一説には猫のような肉食動物の唾液には、被毛への殺菌成分とトリートメント効果が含まれているので、基本的にシャンプーなどはする必要がないと言われています。
ただ、チンチラなどの長毛種は猫自身が毛づくろいを行っていたとしても、すぐに毛玉ができてしまうため、常に飼い主様がブラッシングをする必要があります。
一度できてしまった毛玉は放置していると、さらに巨大な毛玉になってしまい、どうすることもできなくなってしまいます。
今回は、できてしまった毛玉をどのように取ればいいのか、往診医としてご説明したいと思います。
ご自宅で毛玉を取る際の注意点
ご自宅で毛玉を取る際に、たいていの飼い主様がハサミを使って、毛玉の根下を切ろうとします。
猫の皮膚は非常に伸びるため、毛玉を引っぱる時に皮膚も引っぱり上げられるため、ハサミで皮膚も同時に切ってしまう事故がよく起こります。
薄皮一枚で済むことが多いのですが、場合によってはかなり深く切ってしまう方もいらっしゃいますので注意が必要です。
また、バリカンで毛玉を刈るときに、バリカンの刃が長いものを使用すると、皮膚が巻き込まれてしまうので同様に注意が必要です。
特に高齢の猫の場合は、皮膚が特に薄く、ハサミやバリカンの刃に巻き込まれやすいので、慎重に行うべきです。
興奮して暴れる猫の場合
ご自宅で毛玉を取ろうとすると暴れてどうにも手が付けられない猫も多くいます。
普段は大人しくてもいざやろうとすると豹変というのは、特に長毛種のでは多いと思います。

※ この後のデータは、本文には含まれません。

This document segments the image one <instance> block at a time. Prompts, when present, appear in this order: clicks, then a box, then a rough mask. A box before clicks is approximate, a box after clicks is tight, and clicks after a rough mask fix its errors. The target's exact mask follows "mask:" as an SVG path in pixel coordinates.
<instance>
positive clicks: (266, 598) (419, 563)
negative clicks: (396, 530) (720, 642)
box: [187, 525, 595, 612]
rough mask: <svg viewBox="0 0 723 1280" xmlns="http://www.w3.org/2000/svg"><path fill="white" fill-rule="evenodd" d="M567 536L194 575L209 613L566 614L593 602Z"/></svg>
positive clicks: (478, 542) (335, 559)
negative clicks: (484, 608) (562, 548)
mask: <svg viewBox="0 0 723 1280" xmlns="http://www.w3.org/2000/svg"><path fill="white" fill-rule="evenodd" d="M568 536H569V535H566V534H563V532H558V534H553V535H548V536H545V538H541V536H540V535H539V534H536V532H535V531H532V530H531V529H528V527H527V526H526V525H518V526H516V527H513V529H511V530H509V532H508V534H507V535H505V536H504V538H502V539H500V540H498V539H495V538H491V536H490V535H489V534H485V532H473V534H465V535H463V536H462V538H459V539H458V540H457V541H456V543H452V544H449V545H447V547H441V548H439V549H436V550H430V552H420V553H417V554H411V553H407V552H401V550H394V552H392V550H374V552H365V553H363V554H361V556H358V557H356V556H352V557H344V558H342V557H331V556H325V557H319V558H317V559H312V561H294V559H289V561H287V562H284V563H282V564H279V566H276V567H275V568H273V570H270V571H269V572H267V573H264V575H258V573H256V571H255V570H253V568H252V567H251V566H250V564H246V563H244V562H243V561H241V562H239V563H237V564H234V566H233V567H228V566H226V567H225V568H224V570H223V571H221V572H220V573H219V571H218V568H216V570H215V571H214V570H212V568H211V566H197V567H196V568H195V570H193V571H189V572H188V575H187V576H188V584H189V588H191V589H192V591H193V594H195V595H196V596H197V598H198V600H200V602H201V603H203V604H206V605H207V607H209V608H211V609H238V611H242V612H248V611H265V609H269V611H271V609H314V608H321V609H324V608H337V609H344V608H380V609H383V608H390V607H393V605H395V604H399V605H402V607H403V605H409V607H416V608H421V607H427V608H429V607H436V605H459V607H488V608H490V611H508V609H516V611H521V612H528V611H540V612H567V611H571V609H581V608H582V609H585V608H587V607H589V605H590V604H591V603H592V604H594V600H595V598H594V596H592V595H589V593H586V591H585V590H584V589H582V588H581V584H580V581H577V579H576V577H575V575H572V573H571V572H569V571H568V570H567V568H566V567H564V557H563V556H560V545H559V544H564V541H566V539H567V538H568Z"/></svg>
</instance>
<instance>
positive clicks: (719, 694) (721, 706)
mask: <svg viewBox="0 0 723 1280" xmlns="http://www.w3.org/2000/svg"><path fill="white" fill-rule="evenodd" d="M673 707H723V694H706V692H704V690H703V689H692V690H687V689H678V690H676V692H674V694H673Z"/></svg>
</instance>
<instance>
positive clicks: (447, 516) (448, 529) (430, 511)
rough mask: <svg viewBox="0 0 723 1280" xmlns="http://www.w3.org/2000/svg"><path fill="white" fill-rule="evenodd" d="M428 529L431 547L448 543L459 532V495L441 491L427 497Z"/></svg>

こういった猫の場合、無理して1人でやろうとすると、猫だけでなく飼い主様も思わね怪我を負う場合もあるため、初めから1人でやるのは避けた方がいいと思います。
猫の取り扱いは、チームプレイが基本です。
理想は3人一組になって、片方が毛玉をとる役、片方が猫をおさえる役をやります。
そのうえで猫にはエリザベスカラーを装着し、抑える人はバスタオルで猫を包み、前足を肩口からしっかりと両手で押さえます。
後肢はどうしてもフリーになってしまいますので、必要とあらばもう一人が後肢を抑えるのがよいと思います。
そして猫を横倒しにして、毛玉を取る役の人が毛玉を取ります。
この時気をつけないといけないことは、決して毛玉を引っ張らないことです。
引っぱると皮膚がケガする確率が格段と増えますので、焦らず、一日で終わらせようと思わず少しづつ行ってください。
とにかく、興奮している猫を強引に押さえつけて何かをすることは困難ですので、決して無理をしないのが、最大のコツです。
どうしても触れない猫の場合
中には触ることすら許されない猫もいます。
さすがにこういった場合は獣医師の出番だと思います。
ただ、獣医師だからと言って、猫を十分に抑えられるかというと、そうではない時もよくあるので、どうしてもの場合は鎮静薬を使用します。
鎮静薬とは言いつつも全身麻酔薬に相当するものなので、事前の準備は手術と同様のことを行います。
麻酔薬のリスクはありつつも、かえって麻酔薬を使用したほうが、安全に行える場合も猫の場合は多いので、このような時はよく獣医師と相談されるといいと思います。
まとめ
猫の毛玉は飼い主様にとっては厄介極まりないものだと思いますが・・・。
たまに全身鎧のように毛玉に覆われている猫の診察をすることがありますが、できればそうなる前には処置をしたあげたいものだと思います。